Where did this statistics analysis come from though? To answer this question we need to look at little bit closer at how to analyze the fit of a line.
From the discussion of correlation, you may remember that a regression line is a line that is used to fit the data as well as possible, but as with all statistics there is a certain amount of error. The regression line does not cross all the points on a scatterdot, but tries to be as close to as many points as possible. The difference between the line and a particular point is known as a residual. A residual is similar to a deviation, but it is the distance or error between the line and a particular point. The smaller the residual the better the line is a predictor for that particular point or score. The larger the residual the less predictive the regression line is for that score.
To evaluate the regression model, the average amount of residual error must be calculated. However, the same problem observed with trying to find the average deviation for a dataset remains here. If you add up all the residuals and try to divide by N, the residuals will add up to zero, which doesn’t help very much. We solve this problem the same way it was solved with deviations, we square them!. This number becomes the sum of squared deviations and is symbolized below: \[ SS_R \] To decide whether the regression line is a good predictor, something must be used as a comparator. In this case, the mean is compared to the line to see which serves as a better predictor for the data. If the line has a low amount of error (low \(SS_R\)) and shows considerable improvement in comparison to the mean (high \(SS_M\)), the regression line is a good predictor. Sum of squares model (\(SS_M\)) is a measurement of the average distance between the line and the mean. This provides a measurement of the slope or gradient of the line. Remember that the steeper the slope or gradient of the line the stronger the relationship between two variables. Here the mean, (which is a horizontal line drawn on the Y axis) acts as an estimate of zero relationship or correlation. Thus, the greater the difference between the line and the mean, the greater the relationship or correlation between the variables and the better the predictor variable is at predicting the relationship.
There are a few more steps to get to the F value. 1. Each sum of squares must be divided by the degrees of freedom. Think back to finding the standard deviation. We divided the sum of squares by N -1. Sum of squares residual and sum of squares model each have a slightly different degrees of freedom. - k - 1 - N - k 2. Once we’ve divided by the degrees of freedom, we get two numbers, The Means squared model and the Means squared residual. This his how we get to the F value. \[ F = \frac {MS_M}{MS_R} \] F is a proportional value, so it starts at 1 and is never a negative value. The higher the F value the higher the amount of improvement demonstrated by the regression model in comparison to the residuals (error in the model).

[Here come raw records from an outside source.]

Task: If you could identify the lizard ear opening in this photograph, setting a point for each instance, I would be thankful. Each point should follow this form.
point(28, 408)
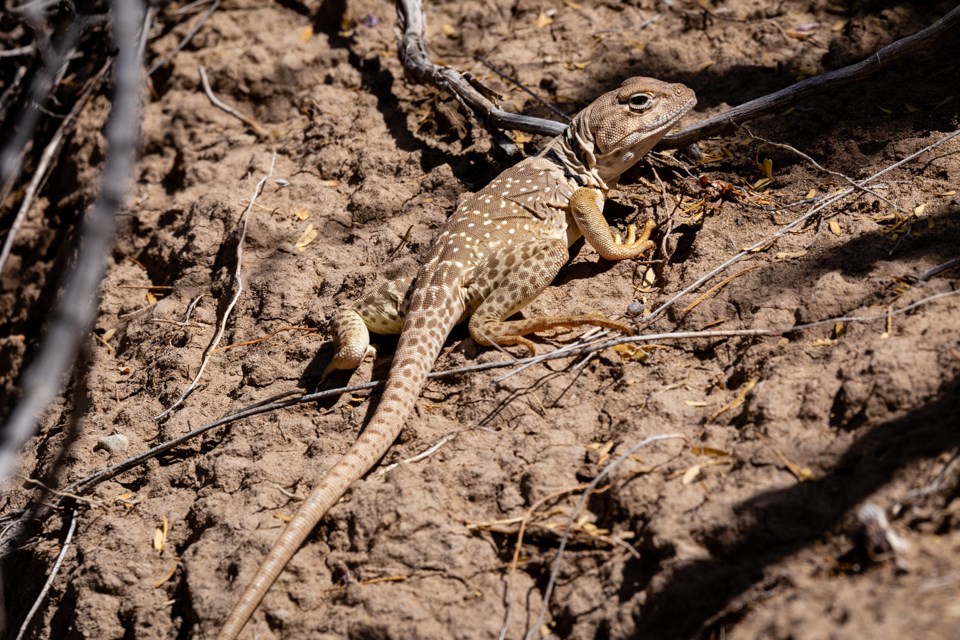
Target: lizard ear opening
point(640, 102)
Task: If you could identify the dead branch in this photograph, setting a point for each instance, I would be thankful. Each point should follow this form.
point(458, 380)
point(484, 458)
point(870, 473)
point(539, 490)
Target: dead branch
point(237, 278)
point(940, 30)
point(474, 96)
point(75, 311)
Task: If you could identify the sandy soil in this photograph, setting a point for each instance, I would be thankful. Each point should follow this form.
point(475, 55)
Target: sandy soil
point(748, 529)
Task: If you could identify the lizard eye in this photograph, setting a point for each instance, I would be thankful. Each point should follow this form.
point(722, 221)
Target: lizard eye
point(640, 101)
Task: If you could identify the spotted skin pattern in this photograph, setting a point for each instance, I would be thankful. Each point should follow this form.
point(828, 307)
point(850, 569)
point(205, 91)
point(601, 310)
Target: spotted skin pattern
point(497, 252)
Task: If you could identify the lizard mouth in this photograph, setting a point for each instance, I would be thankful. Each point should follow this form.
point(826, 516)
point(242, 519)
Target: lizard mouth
point(665, 121)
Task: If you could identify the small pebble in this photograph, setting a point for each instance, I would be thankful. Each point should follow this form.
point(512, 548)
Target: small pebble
point(114, 443)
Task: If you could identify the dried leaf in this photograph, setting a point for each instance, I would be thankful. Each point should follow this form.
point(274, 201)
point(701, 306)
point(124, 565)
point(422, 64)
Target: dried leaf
point(691, 474)
point(787, 255)
point(632, 352)
point(766, 167)
point(542, 20)
point(701, 450)
point(160, 535)
point(308, 236)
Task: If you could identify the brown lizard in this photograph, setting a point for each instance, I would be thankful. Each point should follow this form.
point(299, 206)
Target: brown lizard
point(496, 253)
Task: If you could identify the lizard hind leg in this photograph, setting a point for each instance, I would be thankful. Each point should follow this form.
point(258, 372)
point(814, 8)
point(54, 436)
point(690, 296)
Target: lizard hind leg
point(514, 277)
point(381, 311)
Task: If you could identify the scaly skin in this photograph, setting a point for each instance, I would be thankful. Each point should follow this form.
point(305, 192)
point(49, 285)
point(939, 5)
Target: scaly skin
point(499, 250)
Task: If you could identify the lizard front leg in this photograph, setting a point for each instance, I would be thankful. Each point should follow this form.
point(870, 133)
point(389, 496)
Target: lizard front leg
point(508, 281)
point(586, 208)
point(381, 311)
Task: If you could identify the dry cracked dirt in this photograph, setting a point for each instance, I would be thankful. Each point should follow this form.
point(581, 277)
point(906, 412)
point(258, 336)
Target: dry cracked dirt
point(747, 528)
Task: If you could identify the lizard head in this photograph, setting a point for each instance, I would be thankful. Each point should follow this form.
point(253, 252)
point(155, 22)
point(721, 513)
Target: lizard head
point(621, 126)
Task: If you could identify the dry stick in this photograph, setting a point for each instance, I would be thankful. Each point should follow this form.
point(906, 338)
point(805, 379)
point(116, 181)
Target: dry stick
point(211, 347)
point(787, 228)
point(415, 60)
point(413, 55)
point(186, 39)
point(555, 568)
point(11, 155)
point(942, 29)
point(53, 573)
point(223, 106)
point(515, 560)
point(818, 166)
point(283, 400)
point(75, 312)
point(525, 89)
point(40, 174)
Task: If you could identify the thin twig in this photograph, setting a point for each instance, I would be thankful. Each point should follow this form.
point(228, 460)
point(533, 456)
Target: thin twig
point(534, 629)
point(186, 39)
point(208, 352)
point(525, 89)
point(255, 126)
point(413, 56)
point(422, 455)
point(782, 231)
point(817, 165)
point(289, 399)
point(942, 29)
point(53, 574)
point(940, 268)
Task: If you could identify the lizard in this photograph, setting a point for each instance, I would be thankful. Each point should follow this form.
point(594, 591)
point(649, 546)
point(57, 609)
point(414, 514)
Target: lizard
point(502, 246)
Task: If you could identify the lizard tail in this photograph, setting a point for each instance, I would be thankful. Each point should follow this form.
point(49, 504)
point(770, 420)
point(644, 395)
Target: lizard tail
point(430, 319)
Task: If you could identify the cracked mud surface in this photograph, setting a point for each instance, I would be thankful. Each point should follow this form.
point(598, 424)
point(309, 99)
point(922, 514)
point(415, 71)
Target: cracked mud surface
point(747, 530)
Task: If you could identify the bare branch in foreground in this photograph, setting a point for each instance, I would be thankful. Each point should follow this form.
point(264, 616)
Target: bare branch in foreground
point(413, 56)
point(74, 313)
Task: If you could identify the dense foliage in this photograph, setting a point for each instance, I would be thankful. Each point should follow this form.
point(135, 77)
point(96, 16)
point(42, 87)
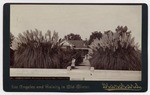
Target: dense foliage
point(37, 51)
point(116, 51)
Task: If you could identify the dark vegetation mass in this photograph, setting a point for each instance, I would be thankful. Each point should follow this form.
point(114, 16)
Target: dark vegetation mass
point(116, 51)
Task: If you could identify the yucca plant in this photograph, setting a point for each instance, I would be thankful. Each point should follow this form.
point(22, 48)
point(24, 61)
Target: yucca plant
point(38, 51)
point(116, 51)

Of course, we also want to include a scatterplot to show the relationship.
ggplot(Album_Sales, mapping = aes(x = Adverts, y = Sales)) +
geom_point() +
geom_smooth(method = 'lm')`geom_smooth()` using formula = 'y ~ x'
Finally, the results section should be properly formatted. Here is a good example:
The regression model does appear to be significant. Advertising budget is a good predictor of sales based on the ANOVA test, F (1/98)= 99.59, p < .001. Based on the \(R^2\) value of .33, 33% of the sales variable can be explained by the advertising budget.